Chapter 1. Atherosclerosis
Atherosclerosis is the process that alters the artery wall so that in some of its sections atherosclerotic plaques — local thickening caused by deposition of cholesterol (C), fat and some other blood components, are formed, resulting in reduction of the internal arterial lumen.
As atherosclerosis progresses, the reduction reaches such a degree that the blood, rich with oxygen and other nutrients, hardly reaches the organ supplied by this vessel such as the heart or brain. In severe cases, the artery lumen can be completely closed. Process of artery closing is called occlusion. It occurs due to overlap of the vessel lumen by growing deposits, as well as as a result of blocking of the narrowed lumen by a blood clot. The latter case is referred to as formation of the so-called complicated plaque (Fig. 1.1), the surface of which is damaged as a result of rupture or erosion caused by a combination of several factors (loose lipid core, weakened plaque cover — due to a small amount of collagen and calcium, inflammation, unfavorable hemodynamic conditions, and other causes). Due to the disruption of the continuous plaque surface (“cracked” endothelium and adjacent vascular wall structures), the blood begins to contact the internal contents of the plaque, which contains substances able to trigger the processes of blood clot formation. The result of plaque rupture is thrombosis of various severity (mural or occlusive, i.e. completely closing the vessel lumen). To describe the latter condition, the term “atherothrombosis” is used, which is the most dangerous complication of atherosclerosis.
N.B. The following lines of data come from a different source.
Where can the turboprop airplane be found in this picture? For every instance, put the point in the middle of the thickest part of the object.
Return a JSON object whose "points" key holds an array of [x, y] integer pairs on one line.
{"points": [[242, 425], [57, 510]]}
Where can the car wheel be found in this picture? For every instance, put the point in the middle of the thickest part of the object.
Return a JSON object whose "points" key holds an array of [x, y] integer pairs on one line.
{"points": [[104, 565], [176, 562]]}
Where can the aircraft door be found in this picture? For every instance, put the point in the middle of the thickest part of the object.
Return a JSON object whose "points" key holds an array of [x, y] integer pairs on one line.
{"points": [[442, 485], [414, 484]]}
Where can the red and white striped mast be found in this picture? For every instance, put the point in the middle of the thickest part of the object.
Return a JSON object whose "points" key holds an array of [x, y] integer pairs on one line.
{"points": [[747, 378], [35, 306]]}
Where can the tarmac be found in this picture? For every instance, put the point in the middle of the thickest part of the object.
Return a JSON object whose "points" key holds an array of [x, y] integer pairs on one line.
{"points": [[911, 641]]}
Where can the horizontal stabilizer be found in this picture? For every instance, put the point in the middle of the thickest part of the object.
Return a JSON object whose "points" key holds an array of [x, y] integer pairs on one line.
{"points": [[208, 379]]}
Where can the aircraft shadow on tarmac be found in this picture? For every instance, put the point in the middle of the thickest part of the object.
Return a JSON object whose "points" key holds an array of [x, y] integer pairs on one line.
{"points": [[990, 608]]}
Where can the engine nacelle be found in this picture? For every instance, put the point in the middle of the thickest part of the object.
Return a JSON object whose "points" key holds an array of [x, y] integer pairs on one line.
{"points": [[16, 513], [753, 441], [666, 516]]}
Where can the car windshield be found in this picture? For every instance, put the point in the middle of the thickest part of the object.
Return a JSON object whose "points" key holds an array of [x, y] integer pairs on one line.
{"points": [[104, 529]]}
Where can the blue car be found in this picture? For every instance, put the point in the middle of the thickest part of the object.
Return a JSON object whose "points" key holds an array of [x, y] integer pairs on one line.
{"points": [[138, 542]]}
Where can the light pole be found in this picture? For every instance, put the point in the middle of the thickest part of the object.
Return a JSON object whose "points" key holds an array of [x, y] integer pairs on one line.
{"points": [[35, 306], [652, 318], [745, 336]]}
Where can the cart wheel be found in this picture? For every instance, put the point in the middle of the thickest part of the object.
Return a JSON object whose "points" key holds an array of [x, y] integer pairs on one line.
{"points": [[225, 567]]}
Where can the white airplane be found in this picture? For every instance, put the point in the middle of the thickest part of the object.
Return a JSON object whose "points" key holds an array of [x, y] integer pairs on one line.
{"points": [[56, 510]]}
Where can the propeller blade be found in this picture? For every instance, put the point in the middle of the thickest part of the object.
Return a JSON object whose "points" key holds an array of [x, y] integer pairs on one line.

Atherothrombosis is considered the main cause of death and disability associated with atherosclerosis. The clinical consequences of atherothrombosis are acute ischemia, necrosis of part of an organ or tissue (myocardium, brain, limb, kidney, abdominal organs, etc.) that receives blood through this artery, or death of the patient (if a significant part of a vital organ has been damaged by ischemia or necrosis). The most frequent clinical symptoms of atherothrombosis are acute coronary syndromes (ACS; myocardial infarction — MI) and ischemic acute cerebrovascular events (ACVE — strokes). If the process of atherothrombosis occurs in the blood vessels of other organs (kidneys, limbs, abdominal organs), this leads to similar severe impairments of their functions.
Pathogenesis
Atherosclerotic damage to the arteries starts with the accumulation of lipoprotein particles rich with cholesterol in the arteries’ intima. The possibility of lipoproteins ingress and retention in the intima structures is, on the one hand, a result of increased endothelial permeability, on the other hand, — of binding the lipoprotein particles by components of the extracellular matrix, primarily with proteoglycan molecules.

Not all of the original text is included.